Comedians Natasha Leggero and Joe Lo Truglio star in the videos, and Zombieland director Ruben Fleischer was signed on as well.
It’s running for eight episodes on YouTube, Hulu, MSN, AOL, and GlamMedia.
Advice for Video Marketing
Content strategies need to include video, argues Lou Bortone of Future of Ink. A video campaign needs to start with a strategy, whether that includes making a company known on YouTube, posting video blogs, or sending out video emails.
Marketers should be looking for ways to receive the ROI for videos, whether that means selling webinars or producing other video products.
He also says that marketers shouldn’t fret too much over technology: “Your message is far more important than whether you shot your video with your webcam versus your iPhone. Find a repeatable process that works for you, and keep it as simple and streamlined as possible.”
Making Content From Social Stats
Content Marketing Institute’s Jonathan Crossfield argues that it’s not the quantity of followers that a brand has, but the quality of those followers.
Followers should be used for lead acquisition. This means that content marketers need to be leading them to follow the brand on additional channels, read the company blog, sign up for email newsletters, and download eBooks, among others.
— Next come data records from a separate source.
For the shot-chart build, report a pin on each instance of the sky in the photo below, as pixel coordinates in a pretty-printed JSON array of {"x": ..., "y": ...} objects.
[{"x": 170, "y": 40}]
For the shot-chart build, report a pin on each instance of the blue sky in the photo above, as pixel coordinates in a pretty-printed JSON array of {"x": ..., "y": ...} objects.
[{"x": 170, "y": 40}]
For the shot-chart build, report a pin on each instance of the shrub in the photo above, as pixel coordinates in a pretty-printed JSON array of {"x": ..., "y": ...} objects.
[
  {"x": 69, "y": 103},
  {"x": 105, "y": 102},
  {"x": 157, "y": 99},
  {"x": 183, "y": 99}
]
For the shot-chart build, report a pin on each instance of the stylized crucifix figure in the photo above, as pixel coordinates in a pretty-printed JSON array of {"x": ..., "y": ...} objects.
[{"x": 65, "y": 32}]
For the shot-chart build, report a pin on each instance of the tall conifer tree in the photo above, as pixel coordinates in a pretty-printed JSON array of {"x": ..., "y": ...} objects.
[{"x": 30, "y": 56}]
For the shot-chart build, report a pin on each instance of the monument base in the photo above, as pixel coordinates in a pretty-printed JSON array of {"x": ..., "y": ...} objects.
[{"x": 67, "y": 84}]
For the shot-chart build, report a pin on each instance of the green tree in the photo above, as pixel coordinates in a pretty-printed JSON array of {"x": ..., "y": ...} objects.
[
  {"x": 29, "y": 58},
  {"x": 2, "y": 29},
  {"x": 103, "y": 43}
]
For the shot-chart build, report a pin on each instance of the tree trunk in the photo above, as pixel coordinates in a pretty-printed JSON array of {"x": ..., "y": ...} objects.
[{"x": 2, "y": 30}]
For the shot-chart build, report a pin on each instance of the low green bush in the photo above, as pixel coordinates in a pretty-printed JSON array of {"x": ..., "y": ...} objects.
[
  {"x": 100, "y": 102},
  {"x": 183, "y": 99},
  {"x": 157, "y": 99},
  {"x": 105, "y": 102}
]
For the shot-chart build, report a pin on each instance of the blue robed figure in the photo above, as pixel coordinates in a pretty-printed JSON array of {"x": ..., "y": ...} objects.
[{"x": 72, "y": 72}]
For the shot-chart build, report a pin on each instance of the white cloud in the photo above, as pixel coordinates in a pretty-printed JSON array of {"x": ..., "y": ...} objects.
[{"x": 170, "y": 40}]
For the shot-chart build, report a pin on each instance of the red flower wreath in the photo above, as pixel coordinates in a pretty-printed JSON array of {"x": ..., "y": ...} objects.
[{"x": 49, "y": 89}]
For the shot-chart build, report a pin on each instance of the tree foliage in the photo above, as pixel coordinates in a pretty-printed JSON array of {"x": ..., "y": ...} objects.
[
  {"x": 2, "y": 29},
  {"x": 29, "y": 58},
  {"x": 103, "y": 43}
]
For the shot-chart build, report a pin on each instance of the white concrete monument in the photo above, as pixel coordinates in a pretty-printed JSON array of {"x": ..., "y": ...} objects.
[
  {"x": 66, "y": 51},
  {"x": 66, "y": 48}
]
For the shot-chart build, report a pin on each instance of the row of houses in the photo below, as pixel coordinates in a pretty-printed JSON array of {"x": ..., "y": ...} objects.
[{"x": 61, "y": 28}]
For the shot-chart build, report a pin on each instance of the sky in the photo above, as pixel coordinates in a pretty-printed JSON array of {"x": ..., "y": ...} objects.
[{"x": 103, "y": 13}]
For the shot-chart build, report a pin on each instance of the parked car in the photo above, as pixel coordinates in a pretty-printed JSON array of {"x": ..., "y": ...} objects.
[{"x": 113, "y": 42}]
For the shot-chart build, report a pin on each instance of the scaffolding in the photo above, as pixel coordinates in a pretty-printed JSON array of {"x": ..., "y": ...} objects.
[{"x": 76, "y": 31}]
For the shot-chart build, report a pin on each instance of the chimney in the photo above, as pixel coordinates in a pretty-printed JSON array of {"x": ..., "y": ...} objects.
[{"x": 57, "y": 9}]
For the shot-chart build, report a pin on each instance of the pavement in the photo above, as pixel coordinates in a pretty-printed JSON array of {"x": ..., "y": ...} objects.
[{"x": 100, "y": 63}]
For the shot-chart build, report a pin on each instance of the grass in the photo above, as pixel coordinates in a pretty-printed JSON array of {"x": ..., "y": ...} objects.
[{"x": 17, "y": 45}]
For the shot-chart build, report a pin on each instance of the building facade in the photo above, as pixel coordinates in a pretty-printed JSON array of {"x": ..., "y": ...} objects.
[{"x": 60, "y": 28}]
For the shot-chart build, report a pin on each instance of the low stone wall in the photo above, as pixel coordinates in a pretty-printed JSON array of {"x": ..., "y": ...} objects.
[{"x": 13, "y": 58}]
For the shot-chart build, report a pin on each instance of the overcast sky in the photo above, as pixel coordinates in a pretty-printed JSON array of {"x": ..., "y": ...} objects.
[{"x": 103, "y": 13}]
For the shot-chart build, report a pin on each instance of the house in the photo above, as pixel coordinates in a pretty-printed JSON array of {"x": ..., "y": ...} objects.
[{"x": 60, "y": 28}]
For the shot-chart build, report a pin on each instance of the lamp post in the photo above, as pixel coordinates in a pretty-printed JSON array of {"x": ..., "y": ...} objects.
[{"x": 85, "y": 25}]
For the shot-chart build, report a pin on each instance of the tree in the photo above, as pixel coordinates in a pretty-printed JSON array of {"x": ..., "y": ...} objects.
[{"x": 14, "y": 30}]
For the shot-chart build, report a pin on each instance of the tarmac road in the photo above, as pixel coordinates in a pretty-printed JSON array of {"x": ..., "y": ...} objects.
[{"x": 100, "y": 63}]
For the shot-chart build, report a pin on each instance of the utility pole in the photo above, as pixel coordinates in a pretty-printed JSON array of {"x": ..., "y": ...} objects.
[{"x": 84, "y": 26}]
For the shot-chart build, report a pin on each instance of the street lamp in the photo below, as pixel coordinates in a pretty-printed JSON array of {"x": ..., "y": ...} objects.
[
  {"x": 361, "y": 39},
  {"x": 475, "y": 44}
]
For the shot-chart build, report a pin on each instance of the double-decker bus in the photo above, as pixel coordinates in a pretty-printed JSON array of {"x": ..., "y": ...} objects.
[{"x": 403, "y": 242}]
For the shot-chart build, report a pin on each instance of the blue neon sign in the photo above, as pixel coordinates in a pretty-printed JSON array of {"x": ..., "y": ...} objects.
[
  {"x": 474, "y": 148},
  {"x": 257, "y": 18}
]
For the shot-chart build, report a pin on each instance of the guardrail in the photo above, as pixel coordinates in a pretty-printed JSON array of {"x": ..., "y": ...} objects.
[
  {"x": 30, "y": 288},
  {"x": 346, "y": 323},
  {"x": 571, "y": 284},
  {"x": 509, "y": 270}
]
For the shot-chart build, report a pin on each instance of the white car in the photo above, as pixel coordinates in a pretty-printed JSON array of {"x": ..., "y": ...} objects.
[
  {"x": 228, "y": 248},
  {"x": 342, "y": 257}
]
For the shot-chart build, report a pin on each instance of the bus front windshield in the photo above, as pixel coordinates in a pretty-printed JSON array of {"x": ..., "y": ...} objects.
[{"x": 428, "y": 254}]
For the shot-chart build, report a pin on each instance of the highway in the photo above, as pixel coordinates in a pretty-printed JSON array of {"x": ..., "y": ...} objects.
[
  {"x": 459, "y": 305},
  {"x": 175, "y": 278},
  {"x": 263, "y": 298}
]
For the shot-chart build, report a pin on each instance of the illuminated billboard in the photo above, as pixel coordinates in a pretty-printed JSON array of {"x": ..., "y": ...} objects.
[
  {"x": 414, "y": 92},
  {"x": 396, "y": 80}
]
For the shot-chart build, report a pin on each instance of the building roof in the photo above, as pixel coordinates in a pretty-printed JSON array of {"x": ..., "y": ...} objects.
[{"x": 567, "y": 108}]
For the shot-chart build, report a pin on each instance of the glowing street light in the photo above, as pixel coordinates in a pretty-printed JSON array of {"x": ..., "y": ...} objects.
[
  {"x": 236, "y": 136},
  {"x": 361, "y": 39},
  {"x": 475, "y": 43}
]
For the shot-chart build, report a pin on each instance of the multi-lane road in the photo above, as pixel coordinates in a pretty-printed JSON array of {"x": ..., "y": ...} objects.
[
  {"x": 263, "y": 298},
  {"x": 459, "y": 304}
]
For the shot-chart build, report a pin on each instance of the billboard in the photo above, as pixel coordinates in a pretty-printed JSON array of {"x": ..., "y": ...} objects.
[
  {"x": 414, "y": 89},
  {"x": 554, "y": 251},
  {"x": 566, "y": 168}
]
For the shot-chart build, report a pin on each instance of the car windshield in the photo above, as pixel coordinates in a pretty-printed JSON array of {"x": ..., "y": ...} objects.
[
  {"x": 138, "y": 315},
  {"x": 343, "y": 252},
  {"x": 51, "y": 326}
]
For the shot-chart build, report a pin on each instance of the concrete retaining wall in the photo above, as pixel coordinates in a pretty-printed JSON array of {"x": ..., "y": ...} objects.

“Create a path for others to follow,” he says. “It can require a lot more effort to design a strategy and create the content, particularly for those still harboring the belief that it’s possible to reap benefits from social media with a couple of automation tools and a few button pushes once in a while.”
Paywalls Dropped for Elections
According to Mashable, on Tuesday, the New York Times and the Wall Street Journal will take down their paywalls to provide free election coverage to website visitors.
From 6 p.m. Tuesday (EST) to the next day at the same time, the New York Times will allow full access, and the Wall Street Journal is dropping it from 5 p.m. Tuesday (EST) to 5 p.m. Wednesday.